I will write you a story! A rather boring story, about my weekend. But then, it is never boring because Kyle Wild is there! I said, "It sucks playing second banana to a first banana who isn't all that exciting..." He told me to fuck right off because everything he does is exciting, from his video games to his eating to... well, that's about it. We call it a new spin on life, folks, and we guarantee you'll love it!

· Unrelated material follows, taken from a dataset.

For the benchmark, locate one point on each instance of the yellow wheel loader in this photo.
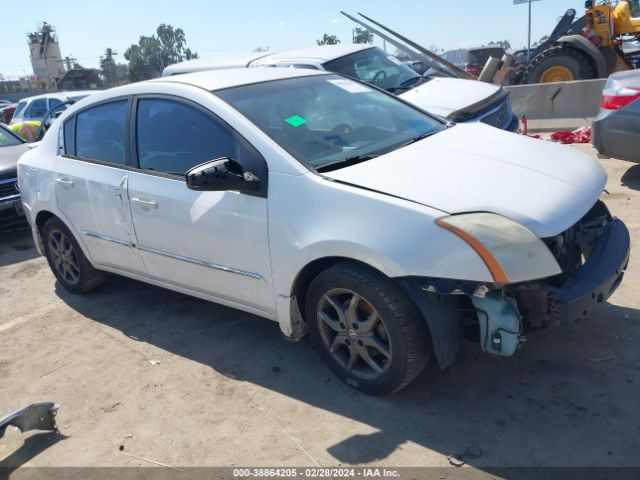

I will eventually write to you about my job, how it was acquired, and what I actually do there. All you need to know, though, is that it sucks out my soul every moment I am there. They <3 paperwork more than pedophiles <3 tiny babies. And the thing is, I am getting exposed to their insane system, so now the madness is starting to make sense to me. It's like if Alice hung out in Wonderland long enough, eventually she'd be all, "This is not all that curious!" "Pretty standard things about here!" So now it is to the point where I am like, "Yes, it makes perfect sense I file everything in triplicate, and the piles without order suddenly have both a rhyme and reason," and I already think the place is make me uglier. Physically uglier - we are not being obtuse here. I was like, "Man, I am the most attractive person by far here" when I started, but it is already starting to twist and bend my form until I am just another one of them, and I will start sucking the new new guy's soul in. In short, my complexion is not fantastic, fellows. Uhhh... what was I saying?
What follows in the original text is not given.